AI Just Copied Tolkien 🤯🔥 Genius? 😱

AI

🎧English flagFrench flagGerman flagSpanish flag

Summary

Researchers at Stanford and Yale Universities recently explored the ability of large language models to generate extensive text, drawing from works like *A Game of Thrones* and *The Hobbit*. Experiments revealed that models from OpenAI, Google, Meta, Anthropic, and xAI could produce thousands of words, with Gemini 2.5 achieving high accuracy recalling *Harry Potter and the Philosopher’s Stone*. Notably, Claude 3.7 Sonnet from Anthropic was successfully “jailbroken” to reproduce *The Hobbit* nearly verbatim. Existing research indicates that “open” models, such as Llama, retain significant portions of training data. Legal challenges surrounding these models’ training, including a $1.5 billion settlement related to copyrighted material and a German ruling against OpenAI, highlight ongoing concerns about copyright infringement. The core issue centers on whether the scale of these reproductions constitutes sufficient infringement to hold developers vicariously liable.

INSIGHTS


[CHAPTER 1: THE REVELATION: MEMORIZATION IN LLMS]
There’s growing evidence that memorization is a bigger thing than previously believed. Large language models (LLMs) from OpenAI, Google, Meta, Anthropic, and xAI are capable of generating near-verbatim copies of bestselling novels, raising significant questions about the industry’s long-held claim that these systems do not store copyrighted works. This revelation challenges a fundamental tenet of AI development and has profound implications for copyright law and the future of AI. Initial skepticism surrounding the extent of this “memorization” ability has been replaced by substantial research confirming its prevalence.

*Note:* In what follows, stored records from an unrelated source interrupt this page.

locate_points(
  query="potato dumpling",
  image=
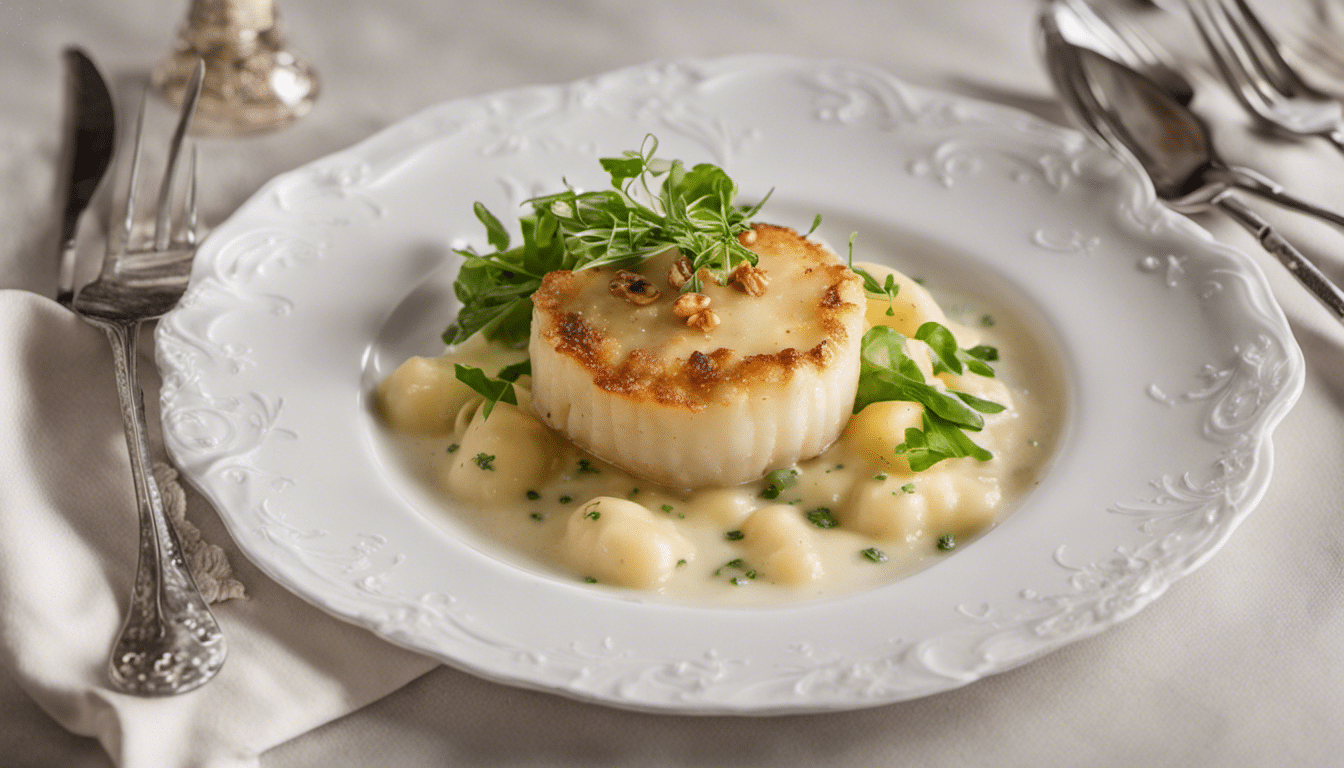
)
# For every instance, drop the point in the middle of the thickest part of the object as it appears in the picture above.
(501, 456)
(781, 545)
(891, 509)
(422, 396)
(879, 428)
(621, 542)
(913, 305)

[CHAPTER 2: METHODOLOGICAL BREAKTHROUGHS & THE JAILED MODEL]
Researchers at Stanford and Yale Universities demonstrated the remarkable capacity of LLMs to memorize specific content through strategic prompting. By asking models to complete sentences from books like A Game of Thrones, The Hunger Games, and The Hobbit, they were able to elicit near-verbatim reproductions. Gemini 2.5, for example, regurgitated 76.8 percent of Harry Potter and the Philosopher’s Stone with high accuracy, while Grok 3 generated 70.3 percent. Furthermore, they successfully extracted almost the entirety of “near-verbatim” from Anthropic’s Claude 3.7 Sonnet through a “jailbreaking” technique, where users can prompt LLMs to disregard their safeguards. This demonstrated a previously unknown vulnerability in even the most heavily guarded models.

[CHAPTER 3: CLOSED VS. OPEN MODELS: A SURPRISE DISCOVERY]
Prior to these breakthroughs, there was uncertainty regarding whether closed models, characterized by more robust safeguards against unwanted content generation, would also be prone to large-scale memorization. However, a study revealed a surprising outcome: “open” models, such as Meta’s Llama, demonstrably memorize significant portions of particular books within their training data. This finding challenged the assumption that stricter controls necessarily prevented memorization. A. Feder Cooper, a researcher at Yale University, noted the surprise that these models could memorize entire texts, highlighting the need for a reassessment of safeguards and training methodologies.

[CHAPTER 4: LEGAL RAMIFICATIONS & CASE LAW]
The implications of LLM memorization extend far beyond the technical realm, creating significant legal challenges. A US court last year ruled that Anthropic’s training of LLMs on some copyrighted content could be considered fair use, deeming it “transformative.” However, it determined that storing pirated works was “inherently, irredeemably infringing,” leading to a $1.5 billion settlement. Similarly, a ruling in Germany, brought by GEMA, found that OpenAI had infringed on copyright due to its model memorizing song lyrics. These landmark cases underscore the legal vulnerability of AI groups and the potential for liability related to copyright infringement. Legal experts emphasize the need to assess whether this memorization phenomenon constitutes enough to make AI companies vicariously liable for infringement.

[CHAPTER 5: INDUSTRY RESPONSE & FUTURE DIRECTIONS]
Despite the revelation, industry responses have been cautious. Anthropic acknowledged the jailbreaking technique used in the Stanford and Yale research as impractical for normal users, emphasizing that its model does not store copies of specific datasets but learns from patterns and relationships between words and strings in its training data. However, Imperial College London’s Yves-Alexandre de Montjoye noted that the fact that AI labs have put safeguards in place to prevent training data from being extracted indicates they are aware of the problem. Computer science professor Ben Zhao questioned whether AI labs truly needed to use copyrighted content in training data to create cutting-edge models in the first place, raising fundamental questions about the ethical and technical considerations surrounding AI development. The ongoing debate surrounding LLM memorization will undoubtedly shape the future of AI research, development, and regulation.

This article is AI-synthesized from public sources and may not reflect original reporting.